La question des primaires, c’est bien l’expression de l’emprise croissante des pratiques démocratiques extraconstitutionnelles sur la forme constitutionnelle. C’est une tendance effectivement préoccupante, qui est un des révélateurs de la crise politique que nous connaissons et qui se traduit par une perte de confiance des citoyens dans les institutions.

La présidence de Nicolas Sarkozy a favorisé cette évolution. L’hyperprésidence théorisée et mise en pratique par le Chef de l’État n’était-elle pas une façon de mettre en place de fait un régime présidentiel en s’affranchissant de la nécessité de changer la Constitution.

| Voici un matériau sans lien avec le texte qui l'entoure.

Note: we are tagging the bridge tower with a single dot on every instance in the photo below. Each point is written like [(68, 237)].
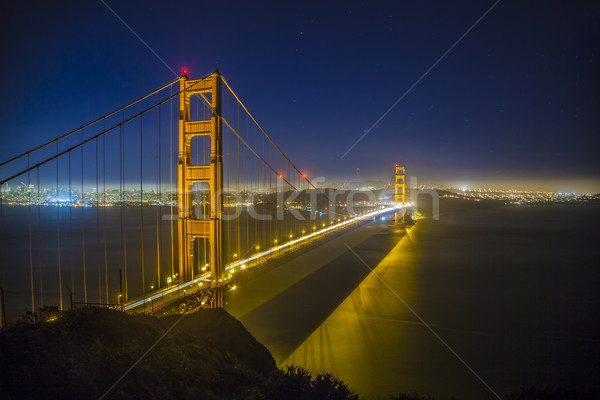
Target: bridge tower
[(399, 193), (190, 228)]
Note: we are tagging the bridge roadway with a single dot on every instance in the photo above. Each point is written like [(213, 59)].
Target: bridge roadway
[(283, 306)]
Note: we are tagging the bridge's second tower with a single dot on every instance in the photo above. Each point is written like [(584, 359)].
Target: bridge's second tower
[(189, 227), (399, 193)]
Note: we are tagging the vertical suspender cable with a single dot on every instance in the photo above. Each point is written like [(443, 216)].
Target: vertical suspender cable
[(122, 187), (39, 244), (104, 215), (71, 264), (58, 237), (30, 242), (2, 263), (98, 227), (158, 202), (83, 227), (142, 202), (171, 181)]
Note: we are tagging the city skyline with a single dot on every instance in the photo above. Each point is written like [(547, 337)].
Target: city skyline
[(502, 105)]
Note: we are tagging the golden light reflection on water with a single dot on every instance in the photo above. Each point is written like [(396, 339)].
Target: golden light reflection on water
[(364, 341)]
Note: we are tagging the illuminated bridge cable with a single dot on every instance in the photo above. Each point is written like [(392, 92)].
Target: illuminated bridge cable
[(30, 242), (331, 203), (248, 145), (265, 133), (58, 238), (88, 140), (83, 227), (84, 126)]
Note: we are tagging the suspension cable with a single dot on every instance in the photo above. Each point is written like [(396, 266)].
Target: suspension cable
[(85, 126), (83, 142)]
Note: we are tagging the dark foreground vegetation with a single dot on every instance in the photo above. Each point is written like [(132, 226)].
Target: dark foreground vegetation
[(207, 355), (204, 355)]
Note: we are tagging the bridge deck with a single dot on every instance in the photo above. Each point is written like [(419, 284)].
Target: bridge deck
[(282, 307)]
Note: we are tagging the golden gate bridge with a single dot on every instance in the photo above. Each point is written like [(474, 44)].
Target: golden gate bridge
[(167, 197)]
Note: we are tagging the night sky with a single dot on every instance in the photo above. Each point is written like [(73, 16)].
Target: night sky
[(514, 103)]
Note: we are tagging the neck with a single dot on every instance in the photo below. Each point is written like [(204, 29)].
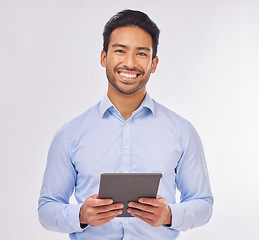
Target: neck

Leçon n°10 : Les hommes politiques français doivent apprendre à gouverner autrement

Une partie de la droite française est fascinée par le régime présidentiel américain, qu’elle ne connaît pas : ce régime suppose une séparation des pouvoirs et un renforcement du Parlement.

Nous y viendrons peut-être un jour, par la force des choses, surtout si, renonçant à la mise en concordance des élections présidentielles et législatives, nous apprenons à nous gouverner autrement... En confiant au Président de la République la tâche de fixer les grandes orientations, et d’en négocier les modalités avec un véritable Parlement. Cette combinaison là, qui suppose d’aller vers le bipartisme ou un gouvernement de coalition - indispensable en période de crise -, la Vème République ne l’interdit pas. A condition de réinventer l’esprit de la présidence.